SB 751 headed to Senate Floor after passing Senate Appropriations Committee today, 7-0
Senate Bill 751 (Hill & Glazer), CSBA’s sponsored reserve cap bill, passed the Senate Appropriations Committee this morning with a 7-0 vote. This is the second unanimous approval vote for SB 751 in as many weeks after a 7-0 vote in the Senate Education Committee on April 19.
SB 751 will now be heard on the Senate Floor; the exact date will be determined soon. Please continue to follow CSBA communications for a forthcoming Floor Action Alert. Phone calls and letters from board members to Senators asking for an “aye” vote on the Senate Floor will be critical to keeping up the momentum of SB 751.
Thank you to the dozens of CSBA members who made phone calls and sent letters to members of the Senate Education and Appropriations Committees in support of SB 751. Your voice has been heard!
Senators who have voted “aye” on SB 751
As soon as possible, CSBA members who’s Senators have already voted “aye” should send thank you notes or phone calls. Please see below for a list of “aye” votes and contact information. A thank you can be as brief as “Thank you for supporting SB 751, CSBA’s reserve cap bill, in committee!”
How we got here
On April 19, CSBA’s sponsored bill SB 751, was passed by the Senate Education Committee on a unanimous 7-0 vote. The bill makes substantial changes to the current reserve cap law by narrowing the definition of funds which the reserve cap would apply to, raising the level of the cap from 6 percent to 17 percent and exempting all small districts (less than 2,501 ADA) and all basic aid districts.
On April 26, another bill in the Senate, SB 590 (Moorlach, R-Costa Mesa) sought to repeal the reserve cap law outright. SB 590 was held in the Senate Education Committee on a 2-2 vote and is unlikely to advance. This leaves CSBA’s SB 751 as the only reserve cap bill moving on the Senate side.
Also on April 26, AB 235 by Assembly Education Committee Chair Patrick O’Donnell (D-Long Beach) was passed by the Assembly Appropriations Committee.

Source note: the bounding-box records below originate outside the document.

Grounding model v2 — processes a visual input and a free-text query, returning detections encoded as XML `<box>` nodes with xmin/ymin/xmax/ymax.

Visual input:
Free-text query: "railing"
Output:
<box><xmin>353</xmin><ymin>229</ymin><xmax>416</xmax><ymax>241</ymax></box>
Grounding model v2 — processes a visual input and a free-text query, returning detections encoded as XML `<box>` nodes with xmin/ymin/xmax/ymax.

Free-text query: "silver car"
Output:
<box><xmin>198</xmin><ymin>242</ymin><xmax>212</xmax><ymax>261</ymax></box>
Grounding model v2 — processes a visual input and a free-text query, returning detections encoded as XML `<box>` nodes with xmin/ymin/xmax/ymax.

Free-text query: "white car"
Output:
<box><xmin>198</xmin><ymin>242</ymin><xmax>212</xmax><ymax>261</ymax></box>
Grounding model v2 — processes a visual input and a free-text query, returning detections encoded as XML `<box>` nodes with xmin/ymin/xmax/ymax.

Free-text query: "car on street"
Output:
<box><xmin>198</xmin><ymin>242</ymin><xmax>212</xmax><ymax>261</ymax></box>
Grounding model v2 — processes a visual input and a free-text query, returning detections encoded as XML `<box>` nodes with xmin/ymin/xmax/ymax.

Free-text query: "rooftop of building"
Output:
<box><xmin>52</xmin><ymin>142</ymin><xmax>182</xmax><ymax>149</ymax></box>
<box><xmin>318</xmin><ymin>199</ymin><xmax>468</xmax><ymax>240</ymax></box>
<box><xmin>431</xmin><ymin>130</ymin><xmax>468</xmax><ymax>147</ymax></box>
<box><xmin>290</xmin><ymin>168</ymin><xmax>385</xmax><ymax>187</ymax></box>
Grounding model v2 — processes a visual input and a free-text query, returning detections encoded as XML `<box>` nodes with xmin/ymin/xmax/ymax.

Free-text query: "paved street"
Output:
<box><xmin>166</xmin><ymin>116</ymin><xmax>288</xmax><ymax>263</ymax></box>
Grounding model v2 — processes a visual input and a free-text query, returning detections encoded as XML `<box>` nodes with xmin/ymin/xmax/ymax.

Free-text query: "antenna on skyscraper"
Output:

AB 235 does not raise the level of the cap nor does it narrow the definition of funds to which the cap applies to. It does exempt small school districts (defined pursuant to Education Code 44046, as unified school districts of ADA less than 1,501, and ADA of less than 901 and 301 for elementary and high school districts, respectively) and basic aid districts, and also amends the reserve cap “trigger.” Currently, if a deposit of any amount (even $1) is made to a state rainy day fund specifically for schools, the cap would be triggered – under AB 235, the school-specific rainy day fund would need a minimum balance of 3 percent of Proposition 98 funding (about $1.9 billion in the current fiscal year) to trigger the cap.
CSBA has a “support if amended” position on AB 235 and is seeking amendments to align the bill closer to SB 751.